Of her own work, Kishma said, “It’s very fantasy—It’s not from this world. I like the idea of Alice in Wonderland. I’m in love with the idea of nonsense.”
Kishma, who works for the BVI Government as a draftsperson and has a background in architecture, said she brings these elements into her creative works. The most recent painting she sold depicts a scene of an otherworldly treehouse sculpted from brickwork.
“Painting for me is another form of expressing myself,” said Kishma, cracking a smile. “I’m not the average person you’ll meet from the BVI. I’m a little weird.”

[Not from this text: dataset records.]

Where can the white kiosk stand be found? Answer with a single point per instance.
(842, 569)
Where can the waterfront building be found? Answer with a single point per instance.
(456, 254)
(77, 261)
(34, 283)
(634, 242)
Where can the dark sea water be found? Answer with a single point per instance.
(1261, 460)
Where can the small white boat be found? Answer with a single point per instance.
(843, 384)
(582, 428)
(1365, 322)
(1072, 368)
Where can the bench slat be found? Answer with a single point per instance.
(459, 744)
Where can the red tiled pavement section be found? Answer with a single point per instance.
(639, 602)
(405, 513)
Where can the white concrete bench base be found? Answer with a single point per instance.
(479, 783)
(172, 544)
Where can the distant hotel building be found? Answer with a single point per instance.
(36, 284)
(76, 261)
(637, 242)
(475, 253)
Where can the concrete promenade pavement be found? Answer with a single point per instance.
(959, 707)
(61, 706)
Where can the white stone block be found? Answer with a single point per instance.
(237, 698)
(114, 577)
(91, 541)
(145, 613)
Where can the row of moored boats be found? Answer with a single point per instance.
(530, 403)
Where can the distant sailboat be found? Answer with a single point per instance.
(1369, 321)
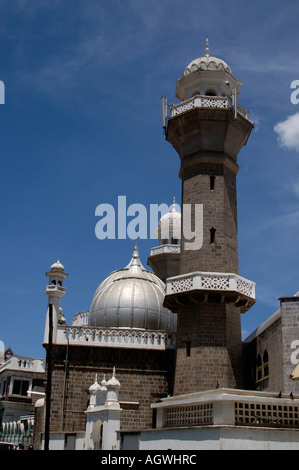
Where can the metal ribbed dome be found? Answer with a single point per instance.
(131, 297)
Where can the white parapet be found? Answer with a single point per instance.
(228, 407)
(236, 288)
(115, 337)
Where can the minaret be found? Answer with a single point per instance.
(208, 129)
(54, 291)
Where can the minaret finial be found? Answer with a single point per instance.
(207, 47)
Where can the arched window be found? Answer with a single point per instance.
(212, 182)
(259, 370)
(266, 363)
(212, 235)
(188, 347)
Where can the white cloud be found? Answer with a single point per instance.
(288, 132)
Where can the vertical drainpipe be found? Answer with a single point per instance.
(49, 380)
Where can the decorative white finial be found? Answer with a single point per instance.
(207, 48)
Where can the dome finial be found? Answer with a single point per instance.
(207, 47)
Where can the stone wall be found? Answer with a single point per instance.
(214, 358)
(145, 376)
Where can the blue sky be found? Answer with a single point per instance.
(81, 125)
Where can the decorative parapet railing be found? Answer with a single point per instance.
(18, 431)
(202, 101)
(157, 250)
(200, 286)
(208, 281)
(115, 337)
(22, 363)
(228, 407)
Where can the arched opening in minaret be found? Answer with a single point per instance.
(188, 347)
(210, 93)
(212, 235)
(212, 182)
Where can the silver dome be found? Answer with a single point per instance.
(131, 297)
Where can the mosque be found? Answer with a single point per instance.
(158, 362)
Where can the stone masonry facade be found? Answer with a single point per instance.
(209, 353)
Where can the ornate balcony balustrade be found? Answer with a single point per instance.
(231, 287)
(157, 250)
(202, 101)
(115, 337)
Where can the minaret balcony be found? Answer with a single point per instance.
(203, 101)
(55, 290)
(209, 287)
(167, 248)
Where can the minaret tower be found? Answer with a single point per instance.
(208, 129)
(54, 291)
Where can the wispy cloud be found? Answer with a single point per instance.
(288, 132)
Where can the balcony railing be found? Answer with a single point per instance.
(157, 250)
(114, 337)
(202, 101)
(210, 281)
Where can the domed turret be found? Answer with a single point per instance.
(206, 76)
(131, 297)
(165, 258)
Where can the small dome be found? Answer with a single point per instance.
(95, 386)
(57, 266)
(170, 224)
(206, 63)
(131, 298)
(113, 382)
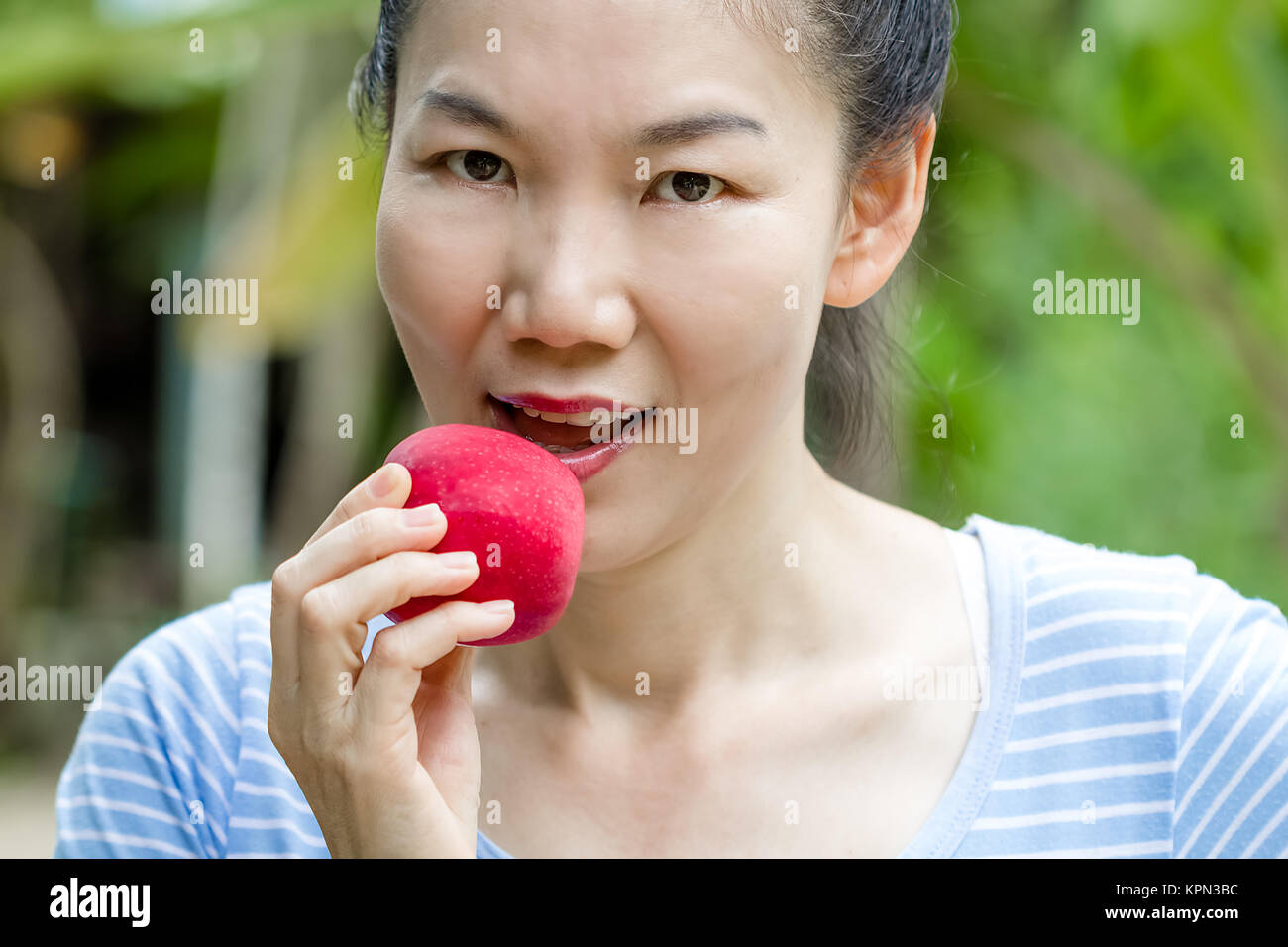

Through art, she said, she can express herself without being judged. Since attending the University of Emory in Atlanta to pursue a degree in architecture, she said she has returned with a sense of purpose through artistic expression. “Architecture is where science meets art,” she said.
Growing up on Tortola but having since moved to New York City, Ana-Marie said she was inspired heavily by her father, who is a pencil portraiture artist. While his drive and passion were admirable, she said she was moved to bring colour and motion into her work. So, she packed away the pencils and found herself immersed in the world of paint. Her ethereal works now line the walls of Kishma’s apartment while she continues her business studies in New York City. She doesn’t limit herself to canvas, though, having recently participated in a competition at Nutmeg Designs where she utilized salvaged wood to create a unique furniture piece. Ana-Marie also branches out from the traditional canvas, most recently using old tires as her drawing board.
Together, the two work off of each other’s creative motivation to push traditional genres most noticeable among Virgin Islands artists. They both agree that selling trends suggest a movement away from realism and more toward the abstract. The artists most recently collaborated at Sugar Works on Tortola, and also have five pieces each hanging at the BVI London Office, next to famed musician and painter Quito Rymer’s. Acknowledging the work of local talents like Ruben Vanterpool and Joseph Hodge, the girls said they hope to influence others that are looking for unique and unusual forms of expression.
“Most people, when they think of art here in the Virgin Islands, they think of Mr Vanterpool and Hodge—those beautiful landscapes and realism,” said Kishma. “But I want to show them that the BVI can be different—weird and strange. That’s the definition behind our work.”